OUTER APPLY OPENJSON ( rt.cdm_json) AS layer_root
OUTER APPLY OPENJSON ( layer_root.value )
WITH (
[RequestHeader] NVARCHAR(MAX) AS json,
[SyncCustomerRequest] NVARCHAR(MAX) AS json
) AS SyncCustomerRequestABM_layer\n""")
#append OUTER APPLY with json sub path
remove_leading_json = sample_text.replace(".SyncCustomerRequestABM.SyncCustomerRequest","")
json_string_list = remove_leading_json.split(".")
json_string_list.pop(-1)
json_sub_path = ".".join(json_string_list)
sql.append(" OUTER APPLY OPENJSON ( SyncCustomerRequestABM_layer.SyncCustomerRequest, " + "'" + json_sub_path + "'" + ") AS final_layer\n")
sql.append(" WHERE final_layer.[key] = '" + nodeid + "'\n")
sql.append("UNION ALL\n")
# print(json_sub_path)
sql_output = "".join(sql)
f = open("sql_statements.txt", "a")
f.write(sql_output)
f.close()
print(sql_output)
The scripts gave good result when I tested for the sample_text. However, the statement has unusual line breaks when I read the input from a file and put it to the loop. For example:
SELECT
CONVERT(NVARCHAR(32), HashBytes('MD5', concat(rt.id,'_', @now)), 2) AS docid
,'SyncCustomerRequestABM.SyncCustomerRequest.Customers.Customer' AS parentnodeid
,'OriginalSystemReference
' AS nodeid
,SyncCustomerRequestABM_layer.RequestHeader AS RequestHeader
,final_layer.[key] AS final_layer_key
,final_layer.[value] AS Ofinal_layer_value
FROM dbo.cdm_json_dataset_backup rt
OUTER APPLY OPENJSON ( rt.cdm_json) AS layer_root
OUTER APPLY OPENJSON ( layer_root.value )
WITH (
[RequestHeader] NVARCHAR(MAX) AS json,
[SyncCustomerRequest] NVARCHAR(MAX) AS json
) AS SyncCustomerRequestABM_layer
OUTER APPLY OPENJSON ( SyncCustomerRequestABM_layer.SyncCustomerRequest, '$.Customers.Customer') AS final_layer
WHERE final_layer.[key] = 'OriginalSystemReference
'
UNION ALL
The line break occurs at ' AS nodeid and 'OriginalSystemReference – before the UNION ALL
The issue does not occur at the last loop.

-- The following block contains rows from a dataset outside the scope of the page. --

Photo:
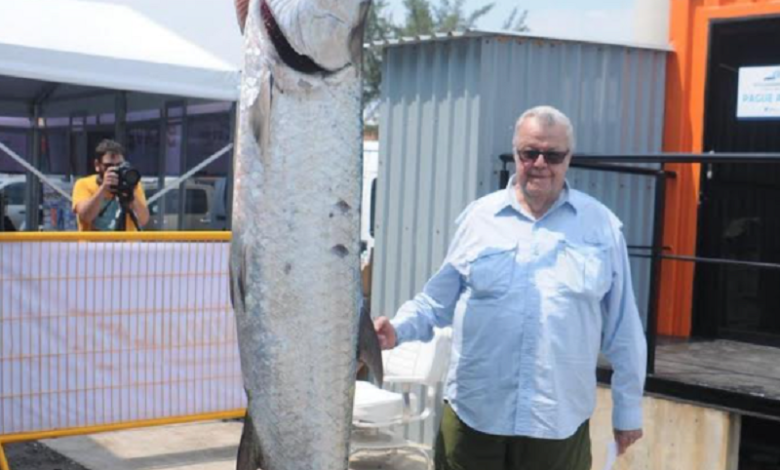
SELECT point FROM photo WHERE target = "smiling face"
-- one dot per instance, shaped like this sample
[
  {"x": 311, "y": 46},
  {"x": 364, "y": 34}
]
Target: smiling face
[{"x": 540, "y": 180}]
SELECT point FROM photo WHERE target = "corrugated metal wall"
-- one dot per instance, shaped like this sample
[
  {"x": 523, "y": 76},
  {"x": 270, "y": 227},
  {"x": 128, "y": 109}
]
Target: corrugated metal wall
[{"x": 449, "y": 108}]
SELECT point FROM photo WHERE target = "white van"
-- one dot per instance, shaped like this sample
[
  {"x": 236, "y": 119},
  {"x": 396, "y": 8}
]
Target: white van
[
  {"x": 368, "y": 204},
  {"x": 201, "y": 209}
]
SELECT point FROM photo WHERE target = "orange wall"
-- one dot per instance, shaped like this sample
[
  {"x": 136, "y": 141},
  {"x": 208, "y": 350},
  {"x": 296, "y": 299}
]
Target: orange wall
[{"x": 683, "y": 132}]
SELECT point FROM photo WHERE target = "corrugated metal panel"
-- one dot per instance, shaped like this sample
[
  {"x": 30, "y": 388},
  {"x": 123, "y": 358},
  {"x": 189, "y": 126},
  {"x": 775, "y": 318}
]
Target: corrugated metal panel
[
  {"x": 429, "y": 131},
  {"x": 449, "y": 109}
]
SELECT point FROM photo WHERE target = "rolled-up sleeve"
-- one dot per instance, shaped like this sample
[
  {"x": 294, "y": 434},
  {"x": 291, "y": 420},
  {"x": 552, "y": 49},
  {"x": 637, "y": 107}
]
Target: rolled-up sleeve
[
  {"x": 435, "y": 305},
  {"x": 624, "y": 343}
]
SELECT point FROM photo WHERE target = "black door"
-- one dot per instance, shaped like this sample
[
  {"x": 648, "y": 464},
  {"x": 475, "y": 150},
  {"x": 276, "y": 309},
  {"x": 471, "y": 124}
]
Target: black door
[{"x": 739, "y": 215}]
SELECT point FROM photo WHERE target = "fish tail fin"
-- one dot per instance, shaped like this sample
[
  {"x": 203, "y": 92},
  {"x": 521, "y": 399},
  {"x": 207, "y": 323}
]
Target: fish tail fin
[
  {"x": 369, "y": 351},
  {"x": 250, "y": 456}
]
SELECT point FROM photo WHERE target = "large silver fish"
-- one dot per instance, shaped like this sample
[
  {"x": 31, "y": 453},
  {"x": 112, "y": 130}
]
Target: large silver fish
[{"x": 294, "y": 262}]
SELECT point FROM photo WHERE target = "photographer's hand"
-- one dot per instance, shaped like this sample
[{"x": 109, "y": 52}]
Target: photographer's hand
[
  {"x": 139, "y": 207},
  {"x": 110, "y": 182},
  {"x": 88, "y": 209}
]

You can also check the sample text from the input file as below:
$.SyncCustomerRequestABM.SyncCustomerRequest.Customers.Customer.OriginalSystemReference
$.SyncCustomerRequestABM.SyncCustomerRequest.Customers.Customer.Accounts.Account.OriginalSystemReference
$.SyncCustomerRequestABM.SyncCustomerRequest.Customers.Customer.Accounts.Account.PartySite.PartySiteUse.OriginalSystemReference
$.SyncCustomerRequestABM.SyncCustomerRequest.Customers.Customer.PartySite.PartySiteUse.OriginalSystemReference
$.SyncCustomerRequestABM.SyncCustomerRequest.Customers.Customer.Relationship.PartySite.PartySiteUse.OriginalSystemReference
$.SyncCustomerRequestABM.SyncCustomerRequest.Customers.Customer.Accounts.Account.ChildRelationship.PartySite.PartySiteUse.OriginalSystemReference
$.SyncCustomerRequestABM.SyncCustomerRequest.Customers.Customer.Accounts.Account.ParentRelationship.PartySite.PartySiteUse.OriginalSystemReference
How can I fix this issue ?
Thanks
>Solution :
When iterating over the file contents sample_text contains newline characters at the end,
e.g. '$.SyncCustomerRequestABM.SyncCustomerRequest.Customers.Customer.OriginalSystemReference\n'
The issue is that the nodeid by splitting the line and taking the last element of the split.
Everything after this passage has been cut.